Bengali Spinach Dal
One of Monsoon Coast founder’s favourite dals, great with rice or with chapatis to scoop.
⅔ cup desiccated unsweetened coconut
1 TBL vegetable oil
2 TBL butter
2 TBL Bengali Panch Phoron
2 medium onions, chopped
6-8 cloves garlic, minced
2 TBL ginger, minced
1 TBL turmeric
7 cups stock water
3 cups red lentils, rinsed well and drained
2 cups russet potatoes, cut into small cubes
2 TBL Delhi Chat Masala or Punjabi Garam Masala
2 bunches spinach, washed and coarsely chopped
Salt to taste
Chopped cilantro for garnish
1 – Toast coconut in a small dry pan over low heat and reserve for garnish.
2 – Heat oil and butter in a large pot over medium heat.
3 – When the butter stops foaming, add the Bengali Panch Phoron and sauté until the seeds to start to pop a bit.
4 – Add the onions and sauté until they start to brown, about 10 minutes.
5 – Add the garlic, ginger and turmeric.

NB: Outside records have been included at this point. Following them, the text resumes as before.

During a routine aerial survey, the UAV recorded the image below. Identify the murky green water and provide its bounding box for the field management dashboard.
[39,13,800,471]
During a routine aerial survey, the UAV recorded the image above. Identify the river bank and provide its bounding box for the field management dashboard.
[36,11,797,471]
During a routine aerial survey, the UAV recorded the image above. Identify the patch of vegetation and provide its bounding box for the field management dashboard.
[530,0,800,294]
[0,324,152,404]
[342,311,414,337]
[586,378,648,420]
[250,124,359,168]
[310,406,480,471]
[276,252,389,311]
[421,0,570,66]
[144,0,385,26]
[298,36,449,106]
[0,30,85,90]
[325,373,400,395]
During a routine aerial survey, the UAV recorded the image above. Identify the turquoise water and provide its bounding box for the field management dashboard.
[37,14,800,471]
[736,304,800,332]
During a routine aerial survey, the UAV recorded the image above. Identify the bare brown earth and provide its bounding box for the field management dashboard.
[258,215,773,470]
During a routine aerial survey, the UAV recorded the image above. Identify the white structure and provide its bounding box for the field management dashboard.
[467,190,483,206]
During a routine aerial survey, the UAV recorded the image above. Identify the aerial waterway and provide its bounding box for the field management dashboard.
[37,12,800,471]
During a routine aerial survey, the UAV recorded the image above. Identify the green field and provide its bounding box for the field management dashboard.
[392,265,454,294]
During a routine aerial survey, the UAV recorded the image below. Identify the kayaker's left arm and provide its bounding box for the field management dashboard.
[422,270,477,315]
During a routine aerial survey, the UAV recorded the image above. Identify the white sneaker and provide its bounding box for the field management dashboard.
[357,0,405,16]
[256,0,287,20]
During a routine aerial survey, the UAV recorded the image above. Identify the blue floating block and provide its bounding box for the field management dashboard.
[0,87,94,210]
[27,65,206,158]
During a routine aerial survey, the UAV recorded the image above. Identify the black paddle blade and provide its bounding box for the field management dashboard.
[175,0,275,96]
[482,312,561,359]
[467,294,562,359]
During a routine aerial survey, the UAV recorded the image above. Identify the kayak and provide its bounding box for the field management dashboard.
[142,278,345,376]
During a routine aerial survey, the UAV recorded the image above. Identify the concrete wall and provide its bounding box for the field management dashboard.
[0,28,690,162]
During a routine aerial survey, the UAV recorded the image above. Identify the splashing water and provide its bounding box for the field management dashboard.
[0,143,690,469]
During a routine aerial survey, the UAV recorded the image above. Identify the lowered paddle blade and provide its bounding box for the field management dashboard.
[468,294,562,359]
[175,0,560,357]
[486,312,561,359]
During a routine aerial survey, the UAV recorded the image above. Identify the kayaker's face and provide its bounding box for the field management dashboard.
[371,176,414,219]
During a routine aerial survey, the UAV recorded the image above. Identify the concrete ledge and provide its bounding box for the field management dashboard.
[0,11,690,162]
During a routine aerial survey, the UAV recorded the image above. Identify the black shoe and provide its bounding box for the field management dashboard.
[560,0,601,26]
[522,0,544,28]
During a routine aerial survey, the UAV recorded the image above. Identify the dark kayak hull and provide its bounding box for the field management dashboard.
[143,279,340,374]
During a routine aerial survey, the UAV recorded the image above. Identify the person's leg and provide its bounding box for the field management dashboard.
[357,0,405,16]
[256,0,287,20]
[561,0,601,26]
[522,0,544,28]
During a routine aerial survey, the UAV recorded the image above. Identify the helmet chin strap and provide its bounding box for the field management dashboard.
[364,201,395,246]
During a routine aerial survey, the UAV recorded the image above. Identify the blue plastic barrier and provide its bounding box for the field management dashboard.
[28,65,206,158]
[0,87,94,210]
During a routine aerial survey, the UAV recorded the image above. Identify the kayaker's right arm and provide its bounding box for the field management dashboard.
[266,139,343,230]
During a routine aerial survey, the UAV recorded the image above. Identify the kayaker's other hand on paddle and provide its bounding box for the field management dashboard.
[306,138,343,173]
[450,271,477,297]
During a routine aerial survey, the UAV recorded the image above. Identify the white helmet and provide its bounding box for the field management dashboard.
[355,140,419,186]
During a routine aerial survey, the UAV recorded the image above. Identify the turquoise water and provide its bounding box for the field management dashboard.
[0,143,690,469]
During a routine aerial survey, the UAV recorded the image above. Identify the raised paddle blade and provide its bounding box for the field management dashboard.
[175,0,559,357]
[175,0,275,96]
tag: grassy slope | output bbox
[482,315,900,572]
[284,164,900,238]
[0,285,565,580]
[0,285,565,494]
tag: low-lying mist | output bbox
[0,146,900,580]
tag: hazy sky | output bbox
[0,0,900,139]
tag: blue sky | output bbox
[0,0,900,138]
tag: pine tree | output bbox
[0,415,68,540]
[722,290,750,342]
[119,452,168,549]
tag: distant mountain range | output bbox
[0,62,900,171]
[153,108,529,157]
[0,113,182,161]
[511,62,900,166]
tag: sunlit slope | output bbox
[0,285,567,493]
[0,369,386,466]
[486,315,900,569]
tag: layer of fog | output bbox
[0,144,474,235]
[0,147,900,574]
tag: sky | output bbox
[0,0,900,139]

Cook for 1 minute.
6 – Add stock or water and lentils, bring to a simmer, stirring constantly to prevent the lentils from sticking.
7 – Add the potatoes and simmer until the lentils break down, adding more water if necessary.
8 – Add Delhi Chat Masala or Punjabi Garam Masala and spinach, stirring for a few minutes until the spinach melts.
9 – Taste and add salt as required. (Note Delhi Chat Masala contains black salt so if you are using it you may not need to add more salt.)
10 – Serve garnished with toasted coconut and chopped cilantro.